Rb. Rotterdam 14 augustus 2023, ECLI:NL:RBROT:2023:7380 – boetematiging ivm onterechte aanwijzing waardoor overtreder onterecht kosten heeft gemaakt.

Evenredigheid van de boetes

40. Eiseres meent dat de hoogte van de boetes niet evenredig is. De tegenworpen overtredingen en het aantal onderliggende dossiers zijn in het gewijzigde besluit (bestreden besluit 2) zodanig verminderd dat dit moet resulteren in een veel grotere matiging van de boetes. Zij doelt dan met name op de PEP-boete.

41. Zoals het CBb heeft overwogen in zijn uitspraak van 2 november 2021 (ECLI:NL:CBB:2021:967) toetst de rechter zonder terughoudendheid of de opgelegde boete in redelijke verhouding staat tot de ernst van de overtreding en de mate waarin deze aan de overtreder kan worden verweten (artikel 5:46, tweede lid, van de Awb) en aldus een evenredige sanctie vormt. Daarbij moet zo nodig rekening worden gehouden met de omstandigheden waaronder de overtreding is begaan. Ook de draagkracht van de overtreder kan een in aanmerking te nemen omstandigheid zijn. Het CBb gebruikt als criterium of de bestuurlijke boete “passend en geboden is”. Een afzonderlijke evenredigheidstoetsing op grond van artikel 3:4, tweede lid, van de Awb voegt daaraan naar het oordeel van het CBb niets toe.

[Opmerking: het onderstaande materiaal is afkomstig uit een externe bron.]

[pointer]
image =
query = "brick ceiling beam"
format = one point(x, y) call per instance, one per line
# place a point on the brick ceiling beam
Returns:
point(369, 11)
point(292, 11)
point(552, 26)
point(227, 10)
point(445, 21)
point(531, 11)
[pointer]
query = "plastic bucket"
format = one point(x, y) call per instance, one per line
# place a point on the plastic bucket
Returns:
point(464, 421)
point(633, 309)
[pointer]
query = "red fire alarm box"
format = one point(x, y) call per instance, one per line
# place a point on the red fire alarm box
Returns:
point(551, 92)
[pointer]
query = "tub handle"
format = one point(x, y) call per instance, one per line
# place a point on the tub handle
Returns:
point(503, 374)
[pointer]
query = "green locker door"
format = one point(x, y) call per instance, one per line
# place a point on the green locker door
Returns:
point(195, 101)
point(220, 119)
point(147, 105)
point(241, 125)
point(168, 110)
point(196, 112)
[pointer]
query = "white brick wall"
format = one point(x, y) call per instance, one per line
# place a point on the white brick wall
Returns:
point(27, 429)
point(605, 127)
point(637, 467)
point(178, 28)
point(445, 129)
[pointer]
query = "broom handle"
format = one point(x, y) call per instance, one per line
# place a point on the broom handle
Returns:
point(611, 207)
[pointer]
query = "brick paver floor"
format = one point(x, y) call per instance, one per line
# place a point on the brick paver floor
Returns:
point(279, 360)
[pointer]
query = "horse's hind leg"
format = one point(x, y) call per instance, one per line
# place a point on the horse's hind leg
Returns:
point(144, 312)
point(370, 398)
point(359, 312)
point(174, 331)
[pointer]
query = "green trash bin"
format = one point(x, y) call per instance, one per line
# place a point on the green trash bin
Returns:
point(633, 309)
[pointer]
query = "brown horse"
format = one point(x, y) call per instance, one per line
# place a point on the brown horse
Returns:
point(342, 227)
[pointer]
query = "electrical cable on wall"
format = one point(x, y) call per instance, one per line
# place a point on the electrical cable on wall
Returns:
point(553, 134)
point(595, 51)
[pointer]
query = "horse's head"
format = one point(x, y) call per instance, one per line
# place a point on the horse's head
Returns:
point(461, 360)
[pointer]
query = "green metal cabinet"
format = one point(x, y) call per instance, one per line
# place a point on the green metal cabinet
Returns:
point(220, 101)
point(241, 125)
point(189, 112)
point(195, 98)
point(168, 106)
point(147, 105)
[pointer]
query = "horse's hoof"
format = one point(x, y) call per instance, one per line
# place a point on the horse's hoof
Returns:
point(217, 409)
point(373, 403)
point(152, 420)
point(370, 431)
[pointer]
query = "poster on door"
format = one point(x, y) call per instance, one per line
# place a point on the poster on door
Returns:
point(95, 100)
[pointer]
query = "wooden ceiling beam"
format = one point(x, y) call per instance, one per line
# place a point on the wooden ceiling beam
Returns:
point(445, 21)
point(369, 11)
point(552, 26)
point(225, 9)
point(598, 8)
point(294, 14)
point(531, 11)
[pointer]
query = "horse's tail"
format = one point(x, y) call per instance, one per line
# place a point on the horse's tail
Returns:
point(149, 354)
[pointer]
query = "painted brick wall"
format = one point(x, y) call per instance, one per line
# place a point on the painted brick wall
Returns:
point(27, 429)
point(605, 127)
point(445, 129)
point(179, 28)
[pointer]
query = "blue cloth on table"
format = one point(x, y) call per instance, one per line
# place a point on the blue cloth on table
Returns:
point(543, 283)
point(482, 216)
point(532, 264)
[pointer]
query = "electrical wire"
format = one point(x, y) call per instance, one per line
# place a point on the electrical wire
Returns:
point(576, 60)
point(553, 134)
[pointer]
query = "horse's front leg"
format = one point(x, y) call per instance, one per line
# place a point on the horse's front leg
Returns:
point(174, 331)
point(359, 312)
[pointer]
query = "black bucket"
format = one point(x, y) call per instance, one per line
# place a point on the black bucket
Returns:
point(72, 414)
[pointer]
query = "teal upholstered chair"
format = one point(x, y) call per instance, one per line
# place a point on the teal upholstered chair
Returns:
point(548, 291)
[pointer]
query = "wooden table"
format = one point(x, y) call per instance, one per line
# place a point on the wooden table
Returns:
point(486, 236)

42. Uit wat de rechtbank heeft geconcludeerd in overwegingen 25 en 29 volgt dat DNB twee dossiers ([cliëntdossier 15] en [cliëntdossier 13]) ten onrechte aan de overtreding van artikel 3, tweede lid, aanhef en onder d, van de Wwft ten grondslag heeft gelegd.

Daarnaast heeft DNB oorspronkelijk acht PEP-dossiers met elk drie overtredingen aan eiseres tegengeworpen, terwijl zij uiteindelijk in bestreden besluit 2 drie PEP-dossiers met twee overtredingen per dossier heeft tegengeworpen. Daarbij is de PEP-boete met
€ 100.000,- verminderd tot € 275.000,-. In bestreden besluit 2 noch ter zitting heeft DNB voldoende gemotiveerd toegelicht dat de aard en de ernst van de overgebleven overtredingen in redelijke verhouding staan tot de hoogte van de uiteindelijk opgelegde PEP-boete, mede bezien in het licht van de hoogte van de eerder opgelegde boete en het aantal toen aan eiseres verweten overtredingen. Zoals het CBb heeft overwogen in zijn uitspraak van 4 april 2023 (ECLI:NL:CBB:2023:172) ligt het, wanneer het aantal overtredingen vermindert, in de rede dat de boete lager uitvalt. Die hoofdregel kent weliswaar uitzonderingen, zoals het schrappen van een overtreding waarvan de ernst sterk achter blijft bij de andere of een enkele overtreding uit een groot aantal, maar gesteld noch gebleken is dat zich hier een dergelijke uitzondering voordoet. Daarbij komt nog dat DNB de andere boete zeer fors (met 80%) heeft gematigd ten opzichte van de aanvankelijk opgelegde boete en niet duidelijk heeft toegelicht waarom de PEP-boete veel minder sterk is gematigd.

Het argument van DNB dat zij voor iedere individuele overtreding een boete ter hoogte van het basisbedrag had kunnen opleggen, zodat eiseres met de bij bestreden besluit 2 opgelegde boetes allerminst tekort is gedaan, gaat niet op. DNB heeft er zelf voor gekozen om niet iedere overtreding afzonderlijk te beboeten met een boete ter hoogte van het basisbedrag en dat zou ook niet evenredig zijn geweest.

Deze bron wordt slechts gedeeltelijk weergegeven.